Different shapes between 1 and 3
There are three possible types of model in this case:
include_top = True -> this will return classes
include_top = False (only) -> this implies in pooling = None (no final pooling layer)
include_top = False, pooling='avg' or ='max' -> has a pooling layer
So, your declared model without an explicit pooling=something doesn't have the final pooling layer in keras. Then the outputs will still have the spatial dimensions.
Solve that simply by adding a pooling at the end. One of these:
pretrained_model = InceptionV3(include_top=False, pooling = 'avg', weights='imagenet', input_shape=(img_width, img_height, 3))
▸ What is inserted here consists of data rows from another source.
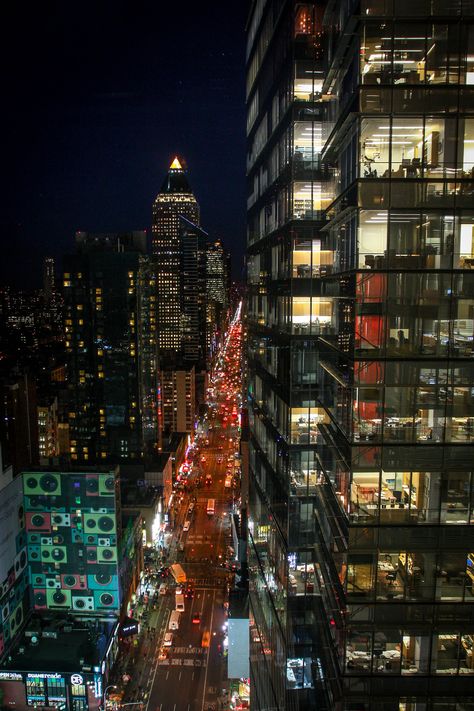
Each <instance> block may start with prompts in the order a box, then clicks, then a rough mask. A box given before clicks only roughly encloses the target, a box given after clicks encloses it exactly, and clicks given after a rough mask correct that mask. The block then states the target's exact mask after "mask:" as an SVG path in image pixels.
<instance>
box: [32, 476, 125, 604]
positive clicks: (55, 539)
mask: <svg viewBox="0 0 474 711" xmlns="http://www.w3.org/2000/svg"><path fill="white" fill-rule="evenodd" d="M23 494H24V508H25V528H26V536H27V545H28V563H29V571H30V584H31V588H32V595H33V605H34V607H35V609H37V610H42V609H49V610H64V609H69V610H73V611H75V612H82V613H86V614H87V613H97V614H102V615H103V614H104V613H105V614H106V613H107V612H113V613H116V614H118V611H119V608H120V593H119V578H118V556H117V541H118V533H119V532H118V531H117V515H116V481H115V474H114V472H108V473H105V474H104V473H100V474H99V473H94V474H92V473H91V474H89V473H75V472H70V473H56V472H38V473H37V472H25V473H24V474H23Z"/></svg>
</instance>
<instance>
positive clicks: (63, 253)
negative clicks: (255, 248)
mask: <svg viewBox="0 0 474 711" xmlns="http://www.w3.org/2000/svg"><path fill="white" fill-rule="evenodd" d="M8 5H9V6H10V9H9V10H8V14H6V11H5V10H2V25H3V32H2V42H1V43H0V45H1V47H0V52H1V55H2V60H3V61H2V65H3V67H2V68H3V72H2V73H3V77H4V78H3V92H2V94H3V96H2V109H1V112H0V113H1V122H2V129H3V131H2V133H3V145H4V150H3V159H4V160H3V176H4V181H3V182H4V185H5V186H6V189H5V188H4V190H3V191H2V192H3V197H4V200H5V202H4V205H3V206H2V209H1V211H0V212H1V218H0V219H1V229H2V235H1V236H2V253H1V254H2V256H1V258H0V284H5V283H9V284H12V285H14V286H16V287H20V288H29V287H36V286H39V285H40V280H41V260H42V258H43V256H46V255H52V256H54V257H56V258H57V260H58V269H59V268H60V260H61V256H62V255H63V254H66V253H67V252H68V251H72V248H73V244H74V233H75V231H76V230H78V229H80V230H90V231H97V232H101V231H103V232H105V231H115V230H117V231H119V230H130V229H145V228H147V229H149V228H150V224H151V207H152V202H153V200H154V198H155V195H156V193H157V192H158V190H159V188H160V186H161V183H162V181H163V178H164V175H165V173H166V172H167V169H168V165H169V163H170V162H171V159H172V158H173V156H174V155H175V154H178V155H180V156H182V157H184V159H185V160H186V162H187V165H188V177H189V180H190V183H191V185H192V187H193V190H194V193H195V195H196V197H197V199H198V201H199V203H200V205H201V224H202V226H203V228H204V229H206V230H207V231H208V232H209V233H210V235H211V236H213V237H214V236H219V237H221V238H222V239H223V241H224V244H225V245H226V246H227V247H228V248H230V249H231V251H232V257H233V259H232V261H233V272H234V277H237V278H238V277H239V276H240V274H241V265H242V255H243V251H244V240H245V108H244V91H245V71H244V63H245V36H244V28H245V22H246V19H247V13H248V6H249V3H248V2H247V0H226V2H218V0H210V1H209V2H190V1H189V0H188V2H169V3H168V2H164V1H163V0H159V1H157V0H155V2H141V3H140V2H122V1H121V0H115V1H113V2H111V1H110V2H109V1H107V2H104V1H101V0H96V2H90V3H88V2H73V1H72V0H71V1H70V2H42V3H9V4H8Z"/></svg>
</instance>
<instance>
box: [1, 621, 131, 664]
mask: <svg viewBox="0 0 474 711" xmlns="http://www.w3.org/2000/svg"><path fill="white" fill-rule="evenodd" d="M116 624H117V621H116V620H115V619H113V620H112V619H110V620H108V619H97V620H90V621H86V620H77V619H76V620H75V619H73V618H70V617H68V616H59V615H58V616H54V617H53V615H52V613H48V615H47V616H44V617H42V616H39V615H38V614H35V615H33V616H32V617H31V619H30V621H29V623H28V624H27V625H26V627H25V629H24V631H23V634H22V635H21V637H20V638H19V640H18V641H17V643H16V644H15V646H14V647H13V648H12V650H11V651H10V654H9V655H8V656H7V657H6V658H5V659H4V660H3V662H2V665H1V667H2V668H3V669H11V670H15V671H28V672H78V671H93V668H94V667H100V664H101V662H102V659H103V658H104V656H105V652H106V650H107V645H108V642H109V640H110V637H111V636H112V632H113V630H114V627H115V625H116ZM45 634H46V635H48V636H45ZM50 635H51V636H50ZM34 640H37V641H36V643H35V642H34ZM20 650H21V651H20Z"/></svg>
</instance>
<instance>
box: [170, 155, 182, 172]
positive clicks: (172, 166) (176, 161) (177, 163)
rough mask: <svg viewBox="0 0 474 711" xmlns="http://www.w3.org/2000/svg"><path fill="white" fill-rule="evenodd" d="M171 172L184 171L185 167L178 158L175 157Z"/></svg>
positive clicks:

pretrained_model = InceptionV3(include_top=False, pooling = 'max', weights='imagenet', input_shape=(img_width, img_height, 3))
Not sure which one the model in the tgz file is using.
As an alternative, you can also get another layer from the Tensorflow model, the one coming immediately before 'pool_3'.
You can look into the Keras implementation of inceptionv3 here:
https://github.com/keras-team/keras/blob/master/keras/applications/inception_v3.py
so, the default parameter is:
def InceptionV3(include_top=True,
weights='imagenet',
input_tensor=None,
input_shape=None,
pooling=None,
classes=1000):
Notice that default for pooling=None, then when building the model, the code is:
if include_top:
# Classification block
x = GlobalAveragePooling2D(name='avg_pool')(x)
x = Dense(classes, activation='softmax', name='predictions')(x)
else:
if pooling == 'avg':
x = GlobalAveragePooling2D()(x)
elif pooling == 'max':
x = GlobalMaxPooling2D()(x)
# Ensure that the model takes into account
# any potential predecessors of `input_tensor`.
if input_tensor is not None:
inputs = get_source_inputs(input_tensor)
else:
inputs = img_input
# Create model.
model = Model(inputs, x, name='inception_v3')
So if you do not specify the pooling the bottleneck feature is extracted without any pooling, you need to specify if you want to get an average pooling or max pooling on top of these feature.